What really impacted me most about this book is the relationship that develops between the two Mrs. Oadeses, one now in her 40s, having lived through - and having watched her children live through - more horrible and difficult experiences than one can imagine; and the other, a young widow with an infant, who not only willingly takes in her husband's first wife and his children, but is protective and supportive of them under the onslaught of the community and the law (Arden A.) All of the characters are portrayed well - from the children to the minor characters (Anita S). Margaret Oades is one of the strongest women I have ever read about. Each travail in her life only makes her stronger. I recommend this book wholeheartedly and I look forward to reading more books by this author (Virginia W).

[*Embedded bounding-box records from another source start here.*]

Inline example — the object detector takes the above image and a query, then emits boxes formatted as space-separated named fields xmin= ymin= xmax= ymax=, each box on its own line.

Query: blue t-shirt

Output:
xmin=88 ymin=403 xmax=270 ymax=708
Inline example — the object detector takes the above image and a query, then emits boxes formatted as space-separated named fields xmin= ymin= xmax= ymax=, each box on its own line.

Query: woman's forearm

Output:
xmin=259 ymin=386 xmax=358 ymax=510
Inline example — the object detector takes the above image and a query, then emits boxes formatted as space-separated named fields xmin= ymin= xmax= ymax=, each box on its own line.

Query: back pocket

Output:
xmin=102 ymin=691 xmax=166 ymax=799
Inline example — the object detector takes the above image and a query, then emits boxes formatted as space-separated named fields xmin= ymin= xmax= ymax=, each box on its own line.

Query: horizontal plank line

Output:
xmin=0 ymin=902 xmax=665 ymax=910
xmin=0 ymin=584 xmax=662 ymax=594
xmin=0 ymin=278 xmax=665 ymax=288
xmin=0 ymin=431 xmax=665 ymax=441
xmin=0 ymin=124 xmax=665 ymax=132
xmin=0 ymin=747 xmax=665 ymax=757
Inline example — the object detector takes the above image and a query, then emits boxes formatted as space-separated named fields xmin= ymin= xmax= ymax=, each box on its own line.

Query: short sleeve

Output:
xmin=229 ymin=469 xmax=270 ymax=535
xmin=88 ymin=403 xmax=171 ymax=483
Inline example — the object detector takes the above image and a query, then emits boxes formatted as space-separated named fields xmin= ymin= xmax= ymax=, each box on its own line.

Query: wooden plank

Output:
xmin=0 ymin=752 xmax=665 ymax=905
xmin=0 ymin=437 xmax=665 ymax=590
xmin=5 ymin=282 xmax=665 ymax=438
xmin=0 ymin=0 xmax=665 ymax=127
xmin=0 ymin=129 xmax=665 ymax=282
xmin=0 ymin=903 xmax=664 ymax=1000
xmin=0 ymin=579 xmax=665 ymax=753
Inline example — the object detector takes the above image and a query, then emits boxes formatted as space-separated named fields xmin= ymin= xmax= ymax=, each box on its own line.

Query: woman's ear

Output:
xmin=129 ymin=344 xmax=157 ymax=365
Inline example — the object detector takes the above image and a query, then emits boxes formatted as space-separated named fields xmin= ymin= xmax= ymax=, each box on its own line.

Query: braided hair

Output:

This is a story that makes women think: What is marriage? What is bigamy? Can a man really love two women? Must women always be rivals? But it's also a story that makes people think: Why do we judge based on appearances? Why do our religious or moral convictions cause pain when imposed on others? Can we control what our children do? And if we can't, are we responsible for their actions (Margaret R)? This book would be a great book for book groups because of the legal and moral issues surrounding the incident, not to mention that it is just a fascinating story (Andrea S). The moral quandary Henry, Nacy and Margaret find themselves in would surely elicit an interesting discussion (Laura K).
But some found the characters and story development lacking...
I found the characters underdeveloped and flat. Although the author conveys the interrelationships of Margaret and Nancy, the children, and Henry, I often lacked empathy for the characters and their plight. Frequently, I found myself questioning some of their motives and reactions to certain situations. There are times when the characters hardly seem real (Marie A). There is very little range of emotion shown, and motives aren't always clear. We don't really get to know the characters very well, beyond their devotion to one another. There are some interesting dramas in the story: the abduction, the search, the trials for bigamy. But all were merely sketched out. I would have liked more about the family's life with the Maori, for instance. And the end was a let down - everything is resolved, but it ended abruptly as if in the middle of a paragraph (Elyse G).
The bottom line:
At times the emotions of the women are not explored deeply enough, particularly the first Mrs. Oades who has every reason to feel emotionally betrayed. Still, this is an incredible story that will be certain to elicit thought-provoking discussions long after the last page is finished (Jill S).